Смешно. Но факт. Уже никакая сила не заставила бы меня поднять охапку скошенной кукурузы. Я встала на ступеньку грузовика, перевозившего стебли к силосной яме, и так простояла до конца работы. А утром уже была в институте и сказала, что согласно на любую работу в аудиториях. В общем, все было понято и принято нормально. Меня поставили на мытье полов. Открыв одну из комнат, я увидела засыпанного штукатуркой студента, возившегося у электрической розетки. Он внимательно взглянул в мою сторону и продолжал свое дело, сказав, что пока не стоит мыть, все равно штукатурки еще будет много. С чем я и ушла в другую комнату, но где-то остался этот образ – сосредоточенный, в серой от штукатурки белой шапочке медика. На следующий день я увидела его на скамейке маленького институтского дворика с мальчиком лет трех. Оказалось потом – сынишкой. Не знаю, что случилось. Тысячу раз в книгах утверждалось, что так бывает, и тысячу раз в жизни потом слышала – не бывает. Я – на стороне книг. Бывает. Протянулась какая-то невидимая ниточка, которая натягивалась и вела... Я должна была непременно встретить каждый день этого худощавого, бледного, но с удивительно выразительными темными глазами человека. Когда-то если и рисовался мне образ моего будущего мужа, то это был непременно черноволосый, достаточно яркий, какой-то особенный внешне – конечно, стройный, сильный и т.д. и т.д., и конечно же – не военный! И вдруг... Совсем не яркий, со светлыми волосами, достаточно сутулый и совсем не красавец, старший лейтенант, студент военно-фармацевтического факультета... Но что же случилось? Почему останавливалось, а потом начинало отчаянно колотиться сердце, часто, остро, больно? И не было сил поднять глаза, проходя мимо? И так хотелось, чтобы он увидел, увидел меня. Я не знала ни имени его, ни друзей его. Это продолжалось почти год, пока, наконец, однажды не встретила его у нашего преподавателя ботаники, которой несла пакет с виноградом и персиками, присланными мне из Крыма. Это была молния. Кажется, я на секунды ослепла от неожиданности... Так я познакомилась с моим будущим мужем – Виктором Александровичем Некипеловым.

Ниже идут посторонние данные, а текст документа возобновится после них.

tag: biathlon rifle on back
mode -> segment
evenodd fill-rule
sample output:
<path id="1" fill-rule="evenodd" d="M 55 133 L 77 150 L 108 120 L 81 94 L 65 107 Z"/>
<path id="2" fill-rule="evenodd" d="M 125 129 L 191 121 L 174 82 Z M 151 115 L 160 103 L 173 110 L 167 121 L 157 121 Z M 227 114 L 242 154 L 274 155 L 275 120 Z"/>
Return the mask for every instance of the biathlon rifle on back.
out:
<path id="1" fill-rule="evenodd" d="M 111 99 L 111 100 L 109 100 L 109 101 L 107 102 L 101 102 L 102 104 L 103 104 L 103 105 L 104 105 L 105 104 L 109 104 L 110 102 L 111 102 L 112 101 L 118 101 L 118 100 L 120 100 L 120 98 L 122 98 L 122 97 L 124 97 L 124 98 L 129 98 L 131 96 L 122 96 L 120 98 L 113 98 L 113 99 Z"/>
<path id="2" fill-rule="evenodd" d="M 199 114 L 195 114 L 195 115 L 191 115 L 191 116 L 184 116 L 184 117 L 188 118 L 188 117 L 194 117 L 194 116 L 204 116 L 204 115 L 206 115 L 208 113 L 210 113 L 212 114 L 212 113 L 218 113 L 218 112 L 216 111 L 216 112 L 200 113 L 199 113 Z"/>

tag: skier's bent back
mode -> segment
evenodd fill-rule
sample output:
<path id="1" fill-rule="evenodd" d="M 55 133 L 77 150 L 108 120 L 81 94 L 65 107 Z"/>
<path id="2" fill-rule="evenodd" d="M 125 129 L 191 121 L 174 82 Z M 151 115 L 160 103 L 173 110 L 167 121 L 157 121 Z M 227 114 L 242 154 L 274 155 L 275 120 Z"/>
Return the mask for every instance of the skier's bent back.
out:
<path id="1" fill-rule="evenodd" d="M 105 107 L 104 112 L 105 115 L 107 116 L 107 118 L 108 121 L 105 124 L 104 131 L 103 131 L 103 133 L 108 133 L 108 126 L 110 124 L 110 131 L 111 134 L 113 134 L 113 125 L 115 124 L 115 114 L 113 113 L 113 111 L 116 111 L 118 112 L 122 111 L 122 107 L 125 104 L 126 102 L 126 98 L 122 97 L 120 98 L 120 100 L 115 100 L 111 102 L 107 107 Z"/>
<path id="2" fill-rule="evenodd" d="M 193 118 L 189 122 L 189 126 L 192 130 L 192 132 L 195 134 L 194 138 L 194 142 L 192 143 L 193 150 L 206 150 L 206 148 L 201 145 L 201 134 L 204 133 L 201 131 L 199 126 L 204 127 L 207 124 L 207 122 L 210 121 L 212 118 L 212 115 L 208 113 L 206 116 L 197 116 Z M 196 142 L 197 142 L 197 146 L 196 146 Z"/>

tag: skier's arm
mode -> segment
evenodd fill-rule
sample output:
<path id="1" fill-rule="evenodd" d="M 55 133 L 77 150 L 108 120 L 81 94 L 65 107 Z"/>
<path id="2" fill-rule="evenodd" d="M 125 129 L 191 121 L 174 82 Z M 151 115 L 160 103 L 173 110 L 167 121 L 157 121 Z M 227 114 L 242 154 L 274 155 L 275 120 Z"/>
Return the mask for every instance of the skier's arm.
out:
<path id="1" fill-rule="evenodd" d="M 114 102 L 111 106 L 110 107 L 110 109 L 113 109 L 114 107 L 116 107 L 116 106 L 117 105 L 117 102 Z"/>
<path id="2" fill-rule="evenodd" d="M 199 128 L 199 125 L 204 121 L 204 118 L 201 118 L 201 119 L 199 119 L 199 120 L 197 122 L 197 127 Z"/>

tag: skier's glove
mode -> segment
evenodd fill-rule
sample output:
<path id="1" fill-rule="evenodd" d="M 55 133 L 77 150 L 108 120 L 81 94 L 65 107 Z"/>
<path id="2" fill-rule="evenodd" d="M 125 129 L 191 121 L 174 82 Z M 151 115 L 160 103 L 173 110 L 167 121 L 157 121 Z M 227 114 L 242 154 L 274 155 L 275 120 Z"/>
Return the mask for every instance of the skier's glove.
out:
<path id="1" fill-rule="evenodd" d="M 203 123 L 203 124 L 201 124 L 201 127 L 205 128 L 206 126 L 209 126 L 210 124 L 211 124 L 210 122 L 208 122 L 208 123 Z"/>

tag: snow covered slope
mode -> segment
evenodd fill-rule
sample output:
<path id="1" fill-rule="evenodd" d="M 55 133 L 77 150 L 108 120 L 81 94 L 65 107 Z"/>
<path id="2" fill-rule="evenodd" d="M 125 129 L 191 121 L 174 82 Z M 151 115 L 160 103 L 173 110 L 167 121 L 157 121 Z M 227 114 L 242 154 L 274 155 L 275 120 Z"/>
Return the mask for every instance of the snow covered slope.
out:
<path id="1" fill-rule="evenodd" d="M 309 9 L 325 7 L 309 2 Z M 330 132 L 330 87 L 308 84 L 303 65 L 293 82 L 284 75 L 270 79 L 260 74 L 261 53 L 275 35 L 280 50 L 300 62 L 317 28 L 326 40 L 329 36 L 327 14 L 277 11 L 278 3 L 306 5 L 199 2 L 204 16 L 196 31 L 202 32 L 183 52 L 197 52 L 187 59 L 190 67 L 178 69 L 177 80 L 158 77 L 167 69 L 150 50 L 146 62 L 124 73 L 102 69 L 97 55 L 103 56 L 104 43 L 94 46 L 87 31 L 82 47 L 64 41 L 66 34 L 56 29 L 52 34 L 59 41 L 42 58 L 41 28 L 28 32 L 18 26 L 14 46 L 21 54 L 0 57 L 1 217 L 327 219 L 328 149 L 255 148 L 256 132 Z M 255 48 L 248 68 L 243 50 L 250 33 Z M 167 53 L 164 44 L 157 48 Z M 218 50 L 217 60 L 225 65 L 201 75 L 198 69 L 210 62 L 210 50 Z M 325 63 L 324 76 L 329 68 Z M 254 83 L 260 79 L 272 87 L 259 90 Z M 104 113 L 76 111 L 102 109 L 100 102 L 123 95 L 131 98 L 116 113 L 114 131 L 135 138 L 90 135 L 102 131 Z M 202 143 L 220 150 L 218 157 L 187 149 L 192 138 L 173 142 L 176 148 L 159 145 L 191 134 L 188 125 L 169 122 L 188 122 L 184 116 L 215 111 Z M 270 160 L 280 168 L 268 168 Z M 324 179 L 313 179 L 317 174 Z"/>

Оказывается, Юлия Александровна Первова (так звали преподавателя ботаники) не только хорошо знала Виктора, но они дружили. Был даже такой союз "Юнга", что расшифровывалось Юлия – Некипелов – Гончаров – Александровна. Объединяла этот союз поэзия. Все писали стихи. Все любили стихи.

С этого вечера все перевернулось. Спустя какое-то время я спросила у Ю.А., давно ли она знает того гостя, что был у нее.
– Это ж Витя Некипелов. Да я же рассказывала о нем! Действительно, рассказывала, но откуда мне было знать, что это как раз тот студент-военфаковец, которого я ежедневно старалась увидеть. Теперь начались новые муки. Теперь появился страх, вдруг Виктор, встретив, остановит улыбкой и вопросом, например: когда угостите нас снова таким вкусным виноградом? Теперь я ловила каждое слово Юлии Александровны о Викторе. Узнала, что он родился в Харбине, что он не очень счастлив с женой, что дома у него очень тяжелая обстановка, что живут они материально очень стесненно, что Виктор учится и работает. Что он необыкновенно талантливый человек, но слабый по характеру... Что женился он необычно... по переписке. Т.е. была у него в Сибири женщина, которую он любил, а потом они вроде бы рассорились, а возможно, расстались, потому что Виктор уехал в Харьков учиться. Как-то получил письмо от подруги этой женины, ответил (он всегда отвечал на письма)... завязалась переписка. Подруга однажды написала, что очень хотела бы посмотреть Харьков... Пригласил ее. В первый же вечер произошла ссора, глупая, нелепая... Но уже и чувство ответственности – человек вроде к тебе приехал, в незнакомый город... И не просто человек, девушка... В общем, поженились. Ссоры были постоянными, родился в конце концов сын, и это еще больше сделало невозможным разрыв.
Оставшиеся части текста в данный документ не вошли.